The fact of the matter is that Saint Lucia never broke its word to Taiwan on the future of their relations. Rather, it was the Taiwanese who failed to keep their word, when they realised that the absurdity of their international situation had once more caught up with them. It is indeed true that both the Prime Minister and Foreign Affairs Minister did indicate to Taiwan that Saint Lucia intended to continue to have friendly relations with Taiwan. Surely, we do have the right to review our diplomatic relations with any country in keeping with the priorities of our country and the opportunities which exist in the world. In any event, as a diplomat, the Taiwanese Ambassador knows that friendly relations could be at either the diplomatic or commercial/consular level.
I assure you that, as Prime Minister of Saint Lucia and a leader in the Caribbean Region, I will always defend the right of countries, and especially small states, to determine their own foreign policy.

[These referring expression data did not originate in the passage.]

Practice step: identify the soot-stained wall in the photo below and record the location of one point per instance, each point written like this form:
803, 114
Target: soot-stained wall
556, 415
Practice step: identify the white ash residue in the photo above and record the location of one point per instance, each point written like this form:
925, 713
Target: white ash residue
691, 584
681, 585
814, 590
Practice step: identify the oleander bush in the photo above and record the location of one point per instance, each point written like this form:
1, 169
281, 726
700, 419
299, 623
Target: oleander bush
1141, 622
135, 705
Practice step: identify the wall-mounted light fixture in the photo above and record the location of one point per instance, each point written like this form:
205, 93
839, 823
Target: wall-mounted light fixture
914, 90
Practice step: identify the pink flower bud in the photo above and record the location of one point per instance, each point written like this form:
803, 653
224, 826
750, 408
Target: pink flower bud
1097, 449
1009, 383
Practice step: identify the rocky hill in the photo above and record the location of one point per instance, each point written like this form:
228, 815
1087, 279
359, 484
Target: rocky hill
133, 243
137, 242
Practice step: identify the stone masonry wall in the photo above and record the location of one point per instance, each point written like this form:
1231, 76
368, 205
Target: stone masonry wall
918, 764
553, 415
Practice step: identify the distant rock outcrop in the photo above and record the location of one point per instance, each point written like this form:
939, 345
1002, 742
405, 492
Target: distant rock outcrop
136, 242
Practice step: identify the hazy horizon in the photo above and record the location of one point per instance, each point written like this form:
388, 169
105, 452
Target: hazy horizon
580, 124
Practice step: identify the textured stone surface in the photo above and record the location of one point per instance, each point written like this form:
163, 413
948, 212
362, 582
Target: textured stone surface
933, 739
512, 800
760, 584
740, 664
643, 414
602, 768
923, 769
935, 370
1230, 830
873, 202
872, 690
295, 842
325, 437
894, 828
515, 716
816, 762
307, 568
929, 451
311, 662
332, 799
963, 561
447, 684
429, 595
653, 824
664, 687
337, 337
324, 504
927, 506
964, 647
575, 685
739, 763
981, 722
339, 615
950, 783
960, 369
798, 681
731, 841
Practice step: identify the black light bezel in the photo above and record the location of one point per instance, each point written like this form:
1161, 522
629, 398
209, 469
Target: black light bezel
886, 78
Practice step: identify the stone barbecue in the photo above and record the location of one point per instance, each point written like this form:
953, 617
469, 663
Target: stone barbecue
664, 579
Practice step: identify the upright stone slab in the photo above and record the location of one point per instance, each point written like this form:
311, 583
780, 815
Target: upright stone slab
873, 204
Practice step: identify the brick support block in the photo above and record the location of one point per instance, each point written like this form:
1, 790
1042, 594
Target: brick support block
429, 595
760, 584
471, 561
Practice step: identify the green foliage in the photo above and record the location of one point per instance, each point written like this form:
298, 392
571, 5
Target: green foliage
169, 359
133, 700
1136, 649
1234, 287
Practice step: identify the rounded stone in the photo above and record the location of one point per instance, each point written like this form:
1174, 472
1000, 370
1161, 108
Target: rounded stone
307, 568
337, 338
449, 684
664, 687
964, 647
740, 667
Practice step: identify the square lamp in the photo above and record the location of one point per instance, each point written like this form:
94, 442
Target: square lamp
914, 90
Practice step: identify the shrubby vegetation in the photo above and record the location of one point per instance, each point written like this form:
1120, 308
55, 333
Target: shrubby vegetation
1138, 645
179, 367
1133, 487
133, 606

No country, no matter how large or powerful, has the right to impose their will upon us. The principles of non-interference in the internal affairs of other states, respect for sovereignty, and the right to self-determination will be vigorously defended by this government.
I would not have wanted to go into detail on the discussions between Saint Lucia and Taiwan. However, the Ambassador of Taiwan has been so disrespectful and impolite to us who have been so gracious and hospitable to them. I have the responsibility to respond and explain to you why the ambassador cannot seem to accept our decision.
When we began consideration of the approach by the People’s Republic of China for the establishment of diplomatic relations, the representatives of Taiwan were informed of this development, and were told, that no matter what the outcome of the deliberations, Saint Lucia would wish to maintain links with Taiwan.
After we decided to establish relations with the people’s Republic of China, Ambassador Hsu and the Taiwanese representatives in Saint Lucia were informed of that decision. We offered to maintain relations with Taiwan, as we had promised, but at the commercial level. Taiwan declined, but both sides agreed to keep an embargo on Saint Lucia’s decision until September 1st 1997.
However, it was the Taiwanese, who, with September 1st approaching, broke their word to Saint Lucia about the embargo. They proceeded to announce in Taipei and through a local media organization in St. Lucia, their own suspension of relations with Saint Lucia. This was done because the Taiwanese leadership, who were holding their party congress at that time, were frightened of the domestic political implications of losing St. Lucia during their party congress. Of course, I do not have to tell you what will happen now that Saint Lucia has gone its own way.
Fellow Saint Lucian's , what is most disturbing about the reaction of the Taiwanese is the similarity of views between themselves and a few discontented persons in Saint Lucia. Some people just do not learn that they must respect the wishes of Saint Lucian's - whether in national or international politics. It appears that I will have to make it a lot clearer to Ambassador Hsu and his disgruntled local friends that they are rude to question the right of this government and the role of the Foreign Minister in the determination of our foreign policy. They are dismayed that the people of St. Lucia have stood in full support of the change in policy made by their leaders. The people of St. Lucia do not need Ambassador Hsu to tell them about leadership and credibility. You demonstrated your faith conclusively on may 23rd 1997. Ambassador Hsu should therefore lecture to his friends in St. Lucia who were rejected by the people on May 23rd about credibility and leadership. I must ask Ambassador Hsu and his disgruntled friends to practice customary diplomatic prudence and circumspection in their statements and actions. If this is the typical reaction of the Taiwanese, to those who decide to change the nature of their relations with them, then it is small wonder that their circle of diplomatic friends has shrunk so much.